Entity Framework

Posted by Ian King on May 05, 2026 Code

Entity Framework Without a Data Model

TL;DR
Use Sparx Enterprise Architect to define the schema, generate DDL, scaffold with Entity Framework, and use migrations for deployment. The model is the source of truth—not your DbContext.


Entity Framework gives you two familiar paths:

  • Database First → scaffold entities from an existing database

  • Code First → generate the database from C# classes

Both are useful.

Neither is data modelling.


The gap

In both approaches, the schema is an afterthought:

  • Database First → reflects whatever already exists (good or bad)

  • Code First → pushes developers to think in classes, not data

What’s missing is intentional structure:

  • Entities

  • Attributes

  • Relationships

  • Normalisation (3NF)

Without that, EF becomes a schema generator, not a design tool.


The alternative (model-first)

Flip it.

  1. Model the database in Sparx Enterprise Architect

    • Define entities, keys, relationships

    • Normalise properly (3NF as a baseline)

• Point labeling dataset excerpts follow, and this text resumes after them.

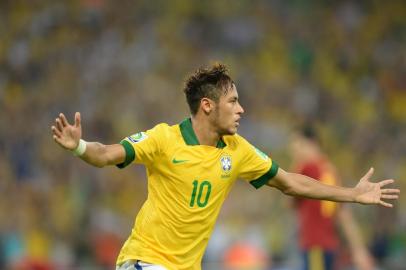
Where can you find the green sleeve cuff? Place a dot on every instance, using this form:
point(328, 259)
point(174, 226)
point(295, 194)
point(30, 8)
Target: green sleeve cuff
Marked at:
point(129, 154)
point(259, 182)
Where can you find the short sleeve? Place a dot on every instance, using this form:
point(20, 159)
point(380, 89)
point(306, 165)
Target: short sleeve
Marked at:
point(257, 167)
point(143, 147)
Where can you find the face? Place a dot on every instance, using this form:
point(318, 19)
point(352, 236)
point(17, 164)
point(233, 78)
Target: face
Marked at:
point(227, 113)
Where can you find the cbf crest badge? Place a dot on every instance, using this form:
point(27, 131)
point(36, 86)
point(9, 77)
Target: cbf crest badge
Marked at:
point(226, 165)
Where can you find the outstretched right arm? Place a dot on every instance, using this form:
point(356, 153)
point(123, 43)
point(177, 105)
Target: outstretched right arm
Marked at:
point(68, 137)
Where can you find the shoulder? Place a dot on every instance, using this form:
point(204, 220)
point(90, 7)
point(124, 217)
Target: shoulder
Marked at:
point(236, 141)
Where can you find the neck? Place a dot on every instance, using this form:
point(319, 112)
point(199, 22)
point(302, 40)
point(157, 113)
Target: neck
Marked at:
point(204, 130)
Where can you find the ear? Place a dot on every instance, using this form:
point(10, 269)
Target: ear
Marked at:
point(207, 105)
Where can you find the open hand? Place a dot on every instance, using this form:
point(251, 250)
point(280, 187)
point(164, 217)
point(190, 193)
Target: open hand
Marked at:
point(65, 134)
point(374, 193)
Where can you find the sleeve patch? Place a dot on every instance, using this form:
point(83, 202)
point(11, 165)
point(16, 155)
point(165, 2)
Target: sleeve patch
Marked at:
point(259, 182)
point(138, 137)
point(129, 154)
point(261, 154)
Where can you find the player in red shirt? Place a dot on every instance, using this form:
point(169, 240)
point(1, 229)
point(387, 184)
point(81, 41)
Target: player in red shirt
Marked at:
point(318, 236)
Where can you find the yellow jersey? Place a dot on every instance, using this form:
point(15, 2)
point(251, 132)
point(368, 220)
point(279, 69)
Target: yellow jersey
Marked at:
point(187, 184)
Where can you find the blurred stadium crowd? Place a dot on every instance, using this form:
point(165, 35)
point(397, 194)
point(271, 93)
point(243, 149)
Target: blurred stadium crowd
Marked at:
point(341, 64)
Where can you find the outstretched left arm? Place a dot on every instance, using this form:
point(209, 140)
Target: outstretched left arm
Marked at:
point(364, 192)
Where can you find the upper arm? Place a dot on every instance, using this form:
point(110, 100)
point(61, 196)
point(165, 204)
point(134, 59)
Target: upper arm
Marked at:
point(144, 147)
point(115, 154)
point(281, 180)
point(257, 167)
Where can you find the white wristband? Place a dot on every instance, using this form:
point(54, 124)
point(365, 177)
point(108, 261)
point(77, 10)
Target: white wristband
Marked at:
point(80, 150)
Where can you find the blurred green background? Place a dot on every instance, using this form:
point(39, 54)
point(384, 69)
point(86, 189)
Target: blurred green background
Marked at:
point(341, 64)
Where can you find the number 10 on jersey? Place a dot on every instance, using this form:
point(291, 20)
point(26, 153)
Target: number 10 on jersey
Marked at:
point(199, 189)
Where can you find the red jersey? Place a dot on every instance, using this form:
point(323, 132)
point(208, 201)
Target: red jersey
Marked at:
point(316, 218)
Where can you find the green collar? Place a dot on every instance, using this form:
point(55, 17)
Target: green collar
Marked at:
point(189, 135)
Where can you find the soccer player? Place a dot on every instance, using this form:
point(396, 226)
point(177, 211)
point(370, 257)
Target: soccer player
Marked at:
point(191, 168)
point(318, 237)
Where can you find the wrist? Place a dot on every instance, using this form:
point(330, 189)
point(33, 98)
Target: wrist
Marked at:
point(354, 195)
point(80, 149)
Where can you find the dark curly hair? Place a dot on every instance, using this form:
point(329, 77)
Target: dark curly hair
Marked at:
point(209, 83)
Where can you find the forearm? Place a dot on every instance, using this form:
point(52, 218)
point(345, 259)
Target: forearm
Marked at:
point(302, 186)
point(100, 155)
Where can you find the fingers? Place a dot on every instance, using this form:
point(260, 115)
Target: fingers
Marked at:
point(390, 197)
point(58, 124)
point(368, 174)
point(56, 131)
point(386, 182)
point(390, 191)
point(385, 204)
point(77, 119)
point(63, 119)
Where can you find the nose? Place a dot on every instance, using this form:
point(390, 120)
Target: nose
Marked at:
point(240, 109)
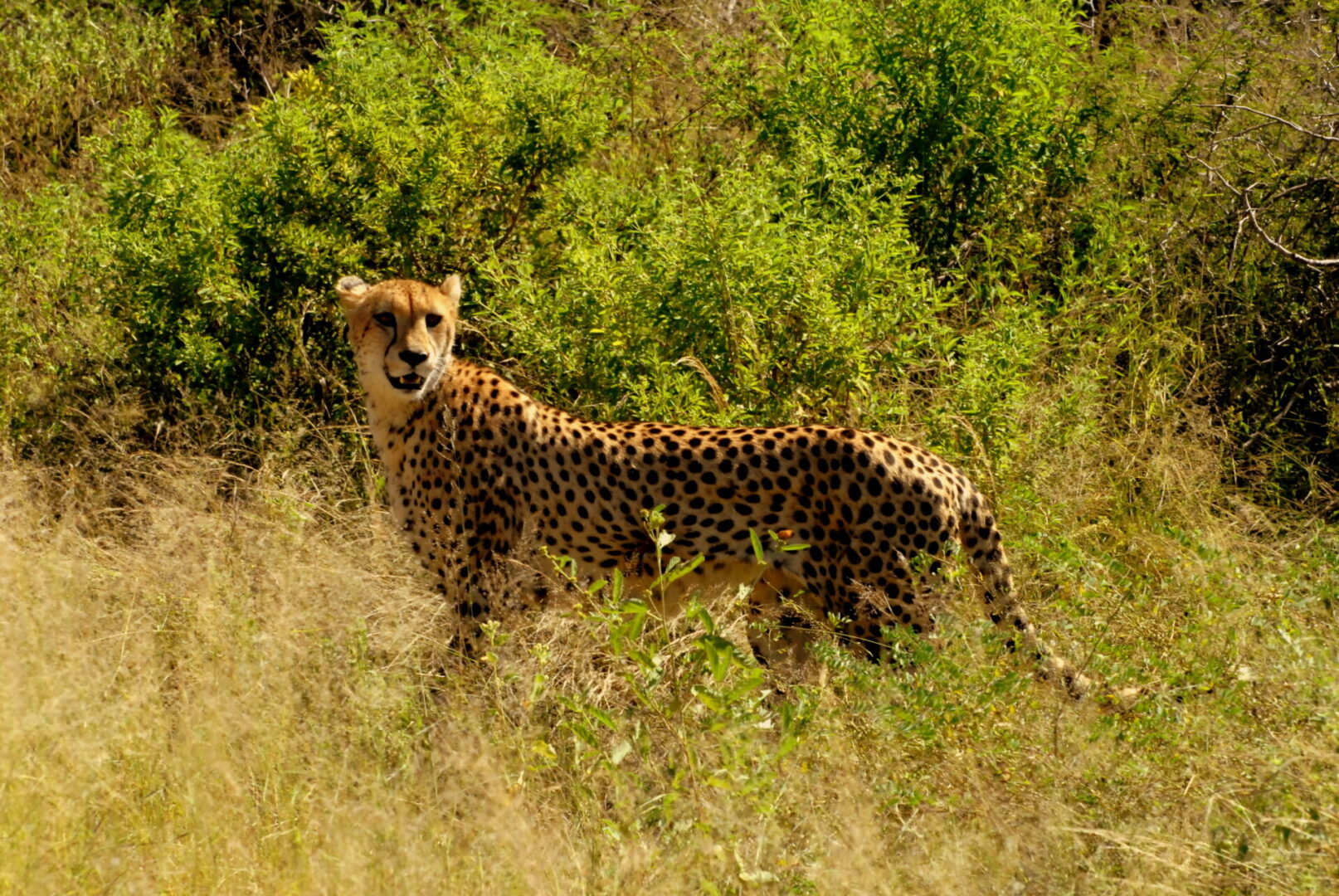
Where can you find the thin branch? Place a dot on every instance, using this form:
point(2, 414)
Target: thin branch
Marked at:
point(1295, 256)
point(1282, 121)
point(1251, 213)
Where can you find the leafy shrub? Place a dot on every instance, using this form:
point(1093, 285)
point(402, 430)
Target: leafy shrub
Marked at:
point(780, 291)
point(967, 98)
point(70, 66)
point(388, 158)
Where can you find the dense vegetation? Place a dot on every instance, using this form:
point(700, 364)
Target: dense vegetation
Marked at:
point(1090, 253)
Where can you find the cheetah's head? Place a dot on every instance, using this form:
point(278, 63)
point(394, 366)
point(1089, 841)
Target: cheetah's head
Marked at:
point(402, 334)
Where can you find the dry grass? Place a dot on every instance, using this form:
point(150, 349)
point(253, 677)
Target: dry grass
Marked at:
point(222, 686)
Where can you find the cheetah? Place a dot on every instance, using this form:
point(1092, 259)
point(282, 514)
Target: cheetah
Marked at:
point(855, 524)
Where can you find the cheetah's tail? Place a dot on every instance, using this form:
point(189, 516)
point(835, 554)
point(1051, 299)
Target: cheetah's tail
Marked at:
point(981, 542)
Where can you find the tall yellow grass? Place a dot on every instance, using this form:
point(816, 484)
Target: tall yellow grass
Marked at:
point(212, 684)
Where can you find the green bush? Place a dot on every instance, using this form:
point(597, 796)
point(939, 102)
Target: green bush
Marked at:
point(388, 158)
point(67, 67)
point(780, 291)
point(967, 98)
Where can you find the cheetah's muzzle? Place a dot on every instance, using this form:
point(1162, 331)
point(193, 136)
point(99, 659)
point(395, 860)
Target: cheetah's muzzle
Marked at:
point(407, 383)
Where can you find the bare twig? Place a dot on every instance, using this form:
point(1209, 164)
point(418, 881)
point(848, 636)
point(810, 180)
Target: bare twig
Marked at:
point(1251, 216)
point(1282, 121)
point(1279, 246)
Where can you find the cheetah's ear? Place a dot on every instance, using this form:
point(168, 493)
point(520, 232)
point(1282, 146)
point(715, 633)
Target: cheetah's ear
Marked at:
point(451, 290)
point(351, 291)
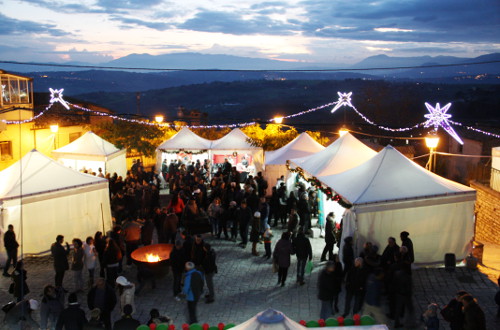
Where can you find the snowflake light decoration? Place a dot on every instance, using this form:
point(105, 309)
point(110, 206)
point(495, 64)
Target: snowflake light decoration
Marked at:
point(344, 99)
point(437, 117)
point(56, 96)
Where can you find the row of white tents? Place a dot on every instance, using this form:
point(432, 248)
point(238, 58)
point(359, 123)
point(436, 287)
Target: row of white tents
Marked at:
point(389, 192)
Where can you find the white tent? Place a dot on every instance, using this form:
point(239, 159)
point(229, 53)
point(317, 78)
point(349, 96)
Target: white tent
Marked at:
point(345, 153)
point(43, 198)
point(185, 145)
point(495, 169)
point(90, 151)
point(235, 147)
point(391, 194)
point(303, 145)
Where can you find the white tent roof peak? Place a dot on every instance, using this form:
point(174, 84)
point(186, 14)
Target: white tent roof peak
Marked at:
point(390, 176)
point(234, 140)
point(303, 145)
point(36, 173)
point(88, 144)
point(185, 139)
point(344, 153)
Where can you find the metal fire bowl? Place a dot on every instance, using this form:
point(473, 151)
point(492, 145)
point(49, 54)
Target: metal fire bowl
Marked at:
point(159, 268)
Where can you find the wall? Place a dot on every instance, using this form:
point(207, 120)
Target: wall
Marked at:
point(487, 214)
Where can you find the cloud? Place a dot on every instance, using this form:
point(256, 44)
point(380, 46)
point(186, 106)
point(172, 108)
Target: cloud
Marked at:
point(236, 24)
point(10, 26)
point(131, 22)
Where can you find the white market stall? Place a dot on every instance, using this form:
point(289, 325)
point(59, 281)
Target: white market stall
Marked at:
point(302, 146)
point(391, 194)
point(343, 154)
point(185, 146)
point(43, 199)
point(91, 152)
point(234, 146)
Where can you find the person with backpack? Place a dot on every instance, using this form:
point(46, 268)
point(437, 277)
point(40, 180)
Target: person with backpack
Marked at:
point(193, 288)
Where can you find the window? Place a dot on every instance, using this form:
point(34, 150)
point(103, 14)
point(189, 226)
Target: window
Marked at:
point(5, 150)
point(74, 136)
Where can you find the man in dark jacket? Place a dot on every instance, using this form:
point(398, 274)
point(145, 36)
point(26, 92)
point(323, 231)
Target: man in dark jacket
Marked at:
point(244, 215)
point(210, 269)
point(326, 290)
point(60, 255)
point(127, 322)
point(193, 288)
point(11, 245)
point(355, 286)
point(329, 237)
point(102, 296)
point(73, 317)
point(178, 261)
point(303, 251)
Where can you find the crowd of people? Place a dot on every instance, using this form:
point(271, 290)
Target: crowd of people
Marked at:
point(227, 208)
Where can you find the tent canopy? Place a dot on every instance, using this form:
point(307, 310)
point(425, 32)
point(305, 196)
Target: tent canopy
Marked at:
point(343, 154)
point(234, 140)
point(35, 173)
point(390, 176)
point(187, 140)
point(89, 144)
point(303, 145)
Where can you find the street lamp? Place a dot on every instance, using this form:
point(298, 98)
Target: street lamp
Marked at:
point(432, 142)
point(343, 131)
point(159, 119)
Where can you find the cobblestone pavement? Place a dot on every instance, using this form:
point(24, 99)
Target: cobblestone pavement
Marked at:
point(245, 285)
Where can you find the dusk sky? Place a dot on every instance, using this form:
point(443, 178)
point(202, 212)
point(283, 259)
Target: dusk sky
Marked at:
point(322, 31)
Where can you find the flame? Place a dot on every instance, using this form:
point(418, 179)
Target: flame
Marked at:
point(152, 257)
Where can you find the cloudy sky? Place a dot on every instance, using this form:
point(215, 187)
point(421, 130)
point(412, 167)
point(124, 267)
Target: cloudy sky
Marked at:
point(322, 31)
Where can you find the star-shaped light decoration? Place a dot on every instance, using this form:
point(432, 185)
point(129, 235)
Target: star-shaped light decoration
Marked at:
point(344, 99)
point(437, 116)
point(56, 96)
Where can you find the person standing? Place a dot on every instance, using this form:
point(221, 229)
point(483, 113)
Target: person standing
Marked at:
point(329, 237)
point(73, 317)
point(303, 251)
point(77, 264)
point(11, 245)
point(406, 241)
point(282, 252)
point(193, 288)
point(178, 261)
point(90, 258)
point(60, 255)
point(102, 296)
point(326, 291)
point(210, 269)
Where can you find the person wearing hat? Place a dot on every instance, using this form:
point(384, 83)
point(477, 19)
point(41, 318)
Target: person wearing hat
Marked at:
point(255, 232)
point(126, 291)
point(95, 322)
point(73, 317)
point(193, 288)
point(127, 322)
point(20, 314)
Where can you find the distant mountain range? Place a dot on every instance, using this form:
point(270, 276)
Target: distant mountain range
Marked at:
point(85, 80)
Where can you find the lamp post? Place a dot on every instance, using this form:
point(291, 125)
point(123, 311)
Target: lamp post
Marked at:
point(432, 142)
point(343, 131)
point(54, 128)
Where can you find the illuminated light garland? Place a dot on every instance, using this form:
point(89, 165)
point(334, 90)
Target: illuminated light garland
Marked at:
point(318, 184)
point(344, 99)
point(56, 96)
point(475, 129)
point(437, 117)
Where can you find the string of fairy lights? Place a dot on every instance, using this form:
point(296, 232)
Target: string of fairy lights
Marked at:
point(437, 116)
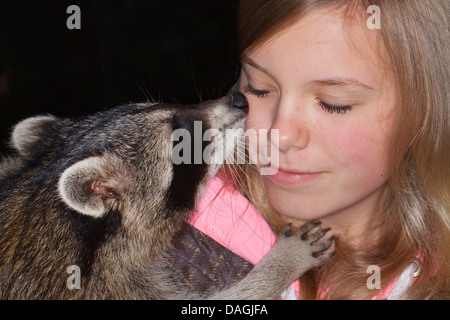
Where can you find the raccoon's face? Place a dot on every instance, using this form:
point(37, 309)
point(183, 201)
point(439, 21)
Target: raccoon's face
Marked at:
point(135, 157)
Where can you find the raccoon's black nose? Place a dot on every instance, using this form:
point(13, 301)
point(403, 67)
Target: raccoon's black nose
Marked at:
point(238, 100)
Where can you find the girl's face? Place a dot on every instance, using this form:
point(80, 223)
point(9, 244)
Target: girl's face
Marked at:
point(333, 107)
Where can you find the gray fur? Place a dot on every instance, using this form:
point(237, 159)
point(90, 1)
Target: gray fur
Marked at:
point(101, 192)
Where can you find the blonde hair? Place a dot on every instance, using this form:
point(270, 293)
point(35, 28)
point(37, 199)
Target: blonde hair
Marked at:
point(416, 221)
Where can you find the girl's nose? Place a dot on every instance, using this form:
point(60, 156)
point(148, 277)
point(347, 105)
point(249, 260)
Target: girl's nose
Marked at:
point(293, 130)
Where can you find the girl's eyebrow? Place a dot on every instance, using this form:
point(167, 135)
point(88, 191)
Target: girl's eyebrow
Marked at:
point(254, 65)
point(341, 82)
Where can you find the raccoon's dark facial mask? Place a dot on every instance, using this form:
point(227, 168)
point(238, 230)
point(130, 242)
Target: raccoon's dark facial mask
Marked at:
point(116, 156)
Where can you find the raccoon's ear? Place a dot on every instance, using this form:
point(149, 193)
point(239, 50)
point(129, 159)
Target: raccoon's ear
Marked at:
point(88, 186)
point(27, 132)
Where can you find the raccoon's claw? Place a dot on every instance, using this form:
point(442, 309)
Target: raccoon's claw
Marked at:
point(312, 241)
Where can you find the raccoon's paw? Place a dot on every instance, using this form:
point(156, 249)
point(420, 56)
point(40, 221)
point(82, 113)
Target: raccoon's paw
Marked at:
point(307, 247)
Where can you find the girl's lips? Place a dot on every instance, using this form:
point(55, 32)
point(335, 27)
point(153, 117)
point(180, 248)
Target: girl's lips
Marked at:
point(287, 177)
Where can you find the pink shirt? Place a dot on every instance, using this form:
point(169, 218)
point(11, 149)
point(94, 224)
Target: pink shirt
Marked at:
point(231, 220)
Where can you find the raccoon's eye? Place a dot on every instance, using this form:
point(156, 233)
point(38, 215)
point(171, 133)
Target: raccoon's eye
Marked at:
point(180, 123)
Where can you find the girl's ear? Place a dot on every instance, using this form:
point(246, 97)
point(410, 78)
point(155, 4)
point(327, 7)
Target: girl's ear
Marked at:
point(28, 132)
point(88, 186)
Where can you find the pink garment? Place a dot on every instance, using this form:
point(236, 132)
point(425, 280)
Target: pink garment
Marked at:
point(231, 220)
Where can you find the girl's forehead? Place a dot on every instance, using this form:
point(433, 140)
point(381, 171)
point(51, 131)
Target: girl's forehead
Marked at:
point(322, 42)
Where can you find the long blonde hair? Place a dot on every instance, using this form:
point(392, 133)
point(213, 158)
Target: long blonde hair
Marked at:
point(416, 221)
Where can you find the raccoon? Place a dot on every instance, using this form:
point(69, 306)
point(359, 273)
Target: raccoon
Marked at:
point(102, 193)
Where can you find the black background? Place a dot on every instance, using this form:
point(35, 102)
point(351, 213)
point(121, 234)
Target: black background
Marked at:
point(126, 51)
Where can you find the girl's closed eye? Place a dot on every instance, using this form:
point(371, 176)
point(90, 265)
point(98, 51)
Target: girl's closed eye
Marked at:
point(258, 93)
point(331, 108)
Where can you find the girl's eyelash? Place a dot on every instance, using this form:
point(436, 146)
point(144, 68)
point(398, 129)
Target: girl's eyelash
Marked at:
point(331, 108)
point(258, 93)
point(334, 108)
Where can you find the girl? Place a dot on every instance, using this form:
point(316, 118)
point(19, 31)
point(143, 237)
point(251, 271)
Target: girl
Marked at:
point(362, 116)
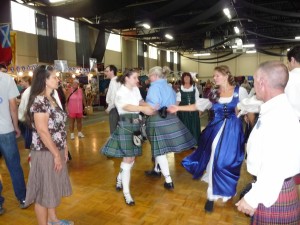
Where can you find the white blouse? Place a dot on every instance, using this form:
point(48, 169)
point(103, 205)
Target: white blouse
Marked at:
point(126, 96)
point(178, 94)
point(203, 103)
point(273, 151)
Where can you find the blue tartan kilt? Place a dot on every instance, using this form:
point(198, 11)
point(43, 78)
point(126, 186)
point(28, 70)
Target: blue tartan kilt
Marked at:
point(168, 135)
point(120, 143)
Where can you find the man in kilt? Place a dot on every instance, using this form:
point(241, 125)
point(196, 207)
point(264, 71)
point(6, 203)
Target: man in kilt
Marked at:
point(165, 131)
point(292, 89)
point(273, 152)
point(129, 103)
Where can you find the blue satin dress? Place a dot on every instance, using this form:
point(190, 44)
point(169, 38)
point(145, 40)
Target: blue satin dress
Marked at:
point(226, 132)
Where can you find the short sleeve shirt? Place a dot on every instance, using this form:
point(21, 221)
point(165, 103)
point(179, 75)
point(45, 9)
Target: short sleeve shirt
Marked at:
point(8, 90)
point(127, 96)
point(56, 124)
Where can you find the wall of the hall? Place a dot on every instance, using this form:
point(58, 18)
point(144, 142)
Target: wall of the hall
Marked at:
point(27, 53)
point(243, 65)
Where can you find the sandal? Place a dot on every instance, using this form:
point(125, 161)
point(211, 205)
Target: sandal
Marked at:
point(61, 222)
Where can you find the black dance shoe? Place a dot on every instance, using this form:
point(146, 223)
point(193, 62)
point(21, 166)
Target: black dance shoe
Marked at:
point(152, 173)
point(209, 206)
point(1, 210)
point(169, 186)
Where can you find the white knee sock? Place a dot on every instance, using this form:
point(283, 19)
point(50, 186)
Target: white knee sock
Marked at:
point(126, 169)
point(162, 161)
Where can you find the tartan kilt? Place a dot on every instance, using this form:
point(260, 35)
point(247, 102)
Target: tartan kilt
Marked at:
point(120, 143)
point(286, 210)
point(168, 135)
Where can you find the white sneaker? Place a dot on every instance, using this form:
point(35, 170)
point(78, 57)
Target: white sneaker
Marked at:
point(80, 135)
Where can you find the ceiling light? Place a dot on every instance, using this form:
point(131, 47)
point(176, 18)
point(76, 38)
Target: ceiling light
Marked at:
point(236, 30)
point(56, 1)
point(146, 25)
point(251, 51)
point(227, 12)
point(87, 20)
point(169, 36)
point(202, 54)
point(245, 46)
point(249, 46)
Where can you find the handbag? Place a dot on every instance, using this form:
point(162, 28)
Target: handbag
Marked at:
point(163, 112)
point(247, 188)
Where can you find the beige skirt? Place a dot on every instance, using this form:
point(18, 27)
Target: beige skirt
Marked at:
point(45, 186)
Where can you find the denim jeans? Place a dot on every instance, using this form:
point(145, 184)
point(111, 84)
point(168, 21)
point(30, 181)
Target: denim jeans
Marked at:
point(1, 198)
point(10, 152)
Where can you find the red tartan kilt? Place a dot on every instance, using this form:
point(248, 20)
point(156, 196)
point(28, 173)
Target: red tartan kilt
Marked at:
point(297, 179)
point(286, 210)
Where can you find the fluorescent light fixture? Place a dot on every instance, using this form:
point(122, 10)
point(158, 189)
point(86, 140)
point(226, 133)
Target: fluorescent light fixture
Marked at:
point(251, 51)
point(236, 30)
point(169, 36)
point(56, 1)
point(202, 54)
point(146, 25)
point(245, 46)
point(87, 20)
point(227, 12)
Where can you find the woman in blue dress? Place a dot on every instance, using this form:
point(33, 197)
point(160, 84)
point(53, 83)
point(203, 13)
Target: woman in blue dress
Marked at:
point(221, 146)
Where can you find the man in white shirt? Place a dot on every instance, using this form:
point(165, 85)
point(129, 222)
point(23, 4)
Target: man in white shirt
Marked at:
point(9, 130)
point(273, 152)
point(111, 73)
point(292, 88)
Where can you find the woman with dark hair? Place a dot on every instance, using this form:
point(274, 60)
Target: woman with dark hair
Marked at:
point(129, 103)
point(25, 129)
point(188, 95)
point(221, 146)
point(165, 131)
point(48, 179)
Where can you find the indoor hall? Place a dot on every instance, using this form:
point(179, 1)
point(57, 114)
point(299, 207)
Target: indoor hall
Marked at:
point(95, 200)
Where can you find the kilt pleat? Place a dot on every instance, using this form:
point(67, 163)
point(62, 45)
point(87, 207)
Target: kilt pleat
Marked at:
point(168, 135)
point(286, 209)
point(120, 143)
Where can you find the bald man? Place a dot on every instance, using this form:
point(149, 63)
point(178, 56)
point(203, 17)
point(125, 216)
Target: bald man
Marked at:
point(273, 152)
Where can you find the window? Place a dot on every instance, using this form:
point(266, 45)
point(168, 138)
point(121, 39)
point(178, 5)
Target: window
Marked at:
point(114, 42)
point(168, 56)
point(23, 18)
point(175, 58)
point(152, 52)
point(65, 29)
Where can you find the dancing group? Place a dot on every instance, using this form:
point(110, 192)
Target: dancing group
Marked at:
point(220, 148)
point(273, 145)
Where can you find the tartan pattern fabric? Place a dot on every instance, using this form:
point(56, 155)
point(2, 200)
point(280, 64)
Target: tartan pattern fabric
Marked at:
point(286, 210)
point(120, 143)
point(168, 135)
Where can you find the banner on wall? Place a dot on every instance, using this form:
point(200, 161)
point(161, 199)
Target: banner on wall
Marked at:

  2. Generate the DDL from the model

  3. Apply it to the database

  4. Use Database First in Entity Framework to scaffold/update entities

  5. Use Code First migrations to deploy changes across environments


Why this works

  • The model drives the schema

  • The schema drives EF

  • EF becomes a consumer, not the source of truth

This enforces:

  • Proper keys and relationships

  • Consistent structure across environments

  • A single place to reason about change


On normalisation

EF doesn’t care about 3NF.

You should.

A properly modelled schema:

  • Eliminates duplication

  • Prevents anomalies

  • Makes relationships explicit

If you skip this step, EF will happily generate a database that works—but doesn’t scale cleanly.


My take

Code First feels productive because it’s fast.

But it bypasses the hardest (and most important) part: data design.

Database First reflects reality—but doesn’t improve it.

Model-first forces you to:

  • Think in data, not objects

  • Design relationships intentionally

  • Treat the database as a first-class system


Bottom line:
If your EF model defines your database, you’re designing backwards.
Design the data model first—EF should follow, not lead.